Finance Minister P. Chidambaram and Commerce Minister Anand Sharma have been networking with government and corporate leaders as also lawmakers, who have of late expressed concerns about India's allegedly restrictive policies, for the last couple of days.
Planning Commission Deputy Chairman Montek Singh Ahluwalia would join them Thursday as the trio addresses US corporate leaders' concerns about the business climate in India at the 38th anniversary leadership summit of the US-India Business Council (USIBC), representing over 350 US companies doing business with India.
Their theme song: India hasn't lost it, it is committed to make the country into a manufacturing hub for the world and is taking a series of steps to ensure a transparent, fair and non-discriminatory investment environment for foreign investors.
Chidambaram made the pitch for US investment in India in meetings here Wednesday with Senate Finance Committee chairman Max Baucus and top CEOs of a number of American companies, including Microsoft, Lockheed Martin, Boeing and International Lease Finance Corporation (ILFC).
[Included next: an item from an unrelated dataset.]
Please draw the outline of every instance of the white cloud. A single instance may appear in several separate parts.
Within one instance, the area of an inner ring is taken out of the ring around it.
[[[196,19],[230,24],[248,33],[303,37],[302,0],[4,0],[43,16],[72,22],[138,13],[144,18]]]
While some concerns have been expressed about the current business environment in India, the policies adopted by the India are pro-growth and compliant with the World Trade Organization (WTO) rules, he told his interlocutors.
Chidambaram asked US companies to set up local manufacturing bases in India, saying "it is in the mutual interest of both countries for India to become a large manufacturing economy".
Meanwhile making a similar pitch in New York Commerce and Industry Minister Anand Sharma asked US corporates to look at India as a long term business and investment opportunity saying India is committed to make itself the manufacturing hub of the world.
In a conversation hosted by the Confederation of Indian Industry (CII) and the US India Business Council (USIBC) Wednesday, he outlined various Indian government policies to invigorate manufacturing and to create the right conditions for inviting investments into the country, according to a CII media release.
While acknowledging that 2012 was a difficult economic year for India, Sharma pointed to the country's strong fundamentals such as thriving domestic demand, a high national investment rate (35 percent) and a high savings rate (31 percent) as factors that will continue to drive economic growth.
Sharma pointed to strong two-way investment flows, with US FDI in India pegged at $32 billion and Indian investments into the US projected to stand at $13 billion.
At the same time, Sharna stressed that partnership is a two-way process and that the imperative of free movement of skilled professionals is an aspect that needs to be recognized and respected.
To highlight the myriad business opportunities open to US and Indian companies, a high powered CII CEOs delegation led by Ajay Shriram, president-designate, CII & senior managing director and chairman, DCM Shriram Consolidated Ltd is accompanying Sharma.